Can you please critique my reasoning here? I know that there is a leap I am making that is incorrect, or I don't fully understand a critical piece.
I am looking at the Laplacian of $f(x,y)=2yx – xy^4$. I calculated $\Delta f(x,y) = -12xy^2$.
I am trying to interpret what this tells me about the function. I know that the Laplacian is just $\Delta f(x,y)=\nabla \cdot \nabla f(x,y)$ which is the divergence of $\nabla f(x,y)$.

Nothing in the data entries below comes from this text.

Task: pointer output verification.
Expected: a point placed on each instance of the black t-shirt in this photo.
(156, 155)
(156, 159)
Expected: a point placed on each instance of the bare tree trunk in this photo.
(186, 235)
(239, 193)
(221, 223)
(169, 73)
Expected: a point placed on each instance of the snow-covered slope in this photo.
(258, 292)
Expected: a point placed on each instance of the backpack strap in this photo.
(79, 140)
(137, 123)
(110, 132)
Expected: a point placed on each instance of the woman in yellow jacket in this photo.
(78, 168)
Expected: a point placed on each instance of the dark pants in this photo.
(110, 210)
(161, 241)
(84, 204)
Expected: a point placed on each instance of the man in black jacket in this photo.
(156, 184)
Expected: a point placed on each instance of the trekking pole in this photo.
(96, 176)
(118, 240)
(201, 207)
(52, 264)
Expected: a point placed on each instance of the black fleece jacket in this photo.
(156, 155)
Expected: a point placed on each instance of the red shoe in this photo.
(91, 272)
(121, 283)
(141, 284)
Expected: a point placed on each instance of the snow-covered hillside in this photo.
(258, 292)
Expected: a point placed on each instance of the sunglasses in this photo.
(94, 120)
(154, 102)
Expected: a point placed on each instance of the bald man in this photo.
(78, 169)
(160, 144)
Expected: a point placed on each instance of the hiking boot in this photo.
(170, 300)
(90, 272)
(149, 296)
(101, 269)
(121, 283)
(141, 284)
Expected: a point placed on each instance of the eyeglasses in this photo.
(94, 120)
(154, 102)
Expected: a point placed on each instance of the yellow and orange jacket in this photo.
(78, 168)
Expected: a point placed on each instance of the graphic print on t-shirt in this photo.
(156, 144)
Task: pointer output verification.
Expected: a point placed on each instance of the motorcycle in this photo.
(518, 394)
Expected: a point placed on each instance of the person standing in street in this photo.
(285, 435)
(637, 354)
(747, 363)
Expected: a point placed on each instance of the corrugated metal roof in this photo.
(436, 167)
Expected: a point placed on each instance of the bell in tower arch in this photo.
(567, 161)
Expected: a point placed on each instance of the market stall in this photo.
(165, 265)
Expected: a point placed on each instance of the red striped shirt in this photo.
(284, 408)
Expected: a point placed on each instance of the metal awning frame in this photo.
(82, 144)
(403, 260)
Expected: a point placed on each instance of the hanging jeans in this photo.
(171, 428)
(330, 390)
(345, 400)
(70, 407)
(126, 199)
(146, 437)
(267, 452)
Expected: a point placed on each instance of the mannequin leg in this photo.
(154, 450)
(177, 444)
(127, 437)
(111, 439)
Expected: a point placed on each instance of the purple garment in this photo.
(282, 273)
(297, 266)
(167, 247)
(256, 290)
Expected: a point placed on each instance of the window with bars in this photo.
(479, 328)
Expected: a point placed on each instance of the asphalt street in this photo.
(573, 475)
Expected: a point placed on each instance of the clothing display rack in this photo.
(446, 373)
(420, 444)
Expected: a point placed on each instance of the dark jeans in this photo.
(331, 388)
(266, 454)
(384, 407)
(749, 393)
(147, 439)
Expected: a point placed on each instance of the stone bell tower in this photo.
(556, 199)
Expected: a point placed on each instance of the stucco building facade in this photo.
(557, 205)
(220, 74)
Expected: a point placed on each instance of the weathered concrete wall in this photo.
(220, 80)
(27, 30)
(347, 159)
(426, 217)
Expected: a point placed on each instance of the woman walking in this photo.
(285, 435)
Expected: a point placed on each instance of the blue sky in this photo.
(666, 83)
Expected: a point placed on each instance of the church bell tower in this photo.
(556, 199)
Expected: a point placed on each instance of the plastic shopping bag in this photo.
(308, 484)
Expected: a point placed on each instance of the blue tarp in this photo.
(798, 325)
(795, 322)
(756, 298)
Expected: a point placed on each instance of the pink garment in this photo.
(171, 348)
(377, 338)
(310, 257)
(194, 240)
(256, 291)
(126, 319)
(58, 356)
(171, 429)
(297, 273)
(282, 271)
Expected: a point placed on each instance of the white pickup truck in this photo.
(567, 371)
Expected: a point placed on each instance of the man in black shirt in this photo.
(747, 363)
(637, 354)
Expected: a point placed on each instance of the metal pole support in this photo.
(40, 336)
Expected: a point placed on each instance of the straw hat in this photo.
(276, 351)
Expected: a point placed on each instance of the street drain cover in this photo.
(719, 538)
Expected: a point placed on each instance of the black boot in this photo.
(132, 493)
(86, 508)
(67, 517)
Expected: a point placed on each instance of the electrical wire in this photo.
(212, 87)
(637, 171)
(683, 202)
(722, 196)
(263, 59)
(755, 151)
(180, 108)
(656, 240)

Here is where I am struggling…points where the divergence is positive represent sources in the vector field, and points where the divergence is negative represent sinks in the vector field. Sinks in $\nabla f(x,y)$ correspond to local maximums of $f(x,y)$ while sources corresponds to local minimums.
My question is, there are infinitely many points where $-12xy^2$ is positive and infinitely many where $-12xy^2$ is negative, though I know these points are not all local extrema of $f(x,y)=2yx-xy^4$, so there are some inaccuracies in my logic above.
Am I even remotely interpreting the divergence relating to maximums and minimums correctly here? Any help would be greatly appreciated.
Best Answer
The words "source" and "sink" are somewhat unfortunate in describing a phenomenon spread out over a region. When we have a flow field ${\bf v}$ then ${\rm div}\, {\bf v}({\bf p})>0$ means that for a small disk (in 2D) or ball (in 3D) centered at ${\bf p}$ there is more fluid flowing out per second on one side of this disk than is flowing in on the other side of this disk. If this is true for ${\bf p}$ this is true for all points near ${\bf p}$. The reason could be that it rains in the neighborhood of ${\bf p}$ and that this additional amount of fluid has to flow away somehow in addition to the basic underground flow.
Note that local extrema ${\bf p}$ of some scalar function $f$ are signaled by $\nabla f({\bf p})={\bf 0}$, and not by the divergence of ${\bf v}:=\nabla f$ at ${\bf p}$ being positive, resp., negative.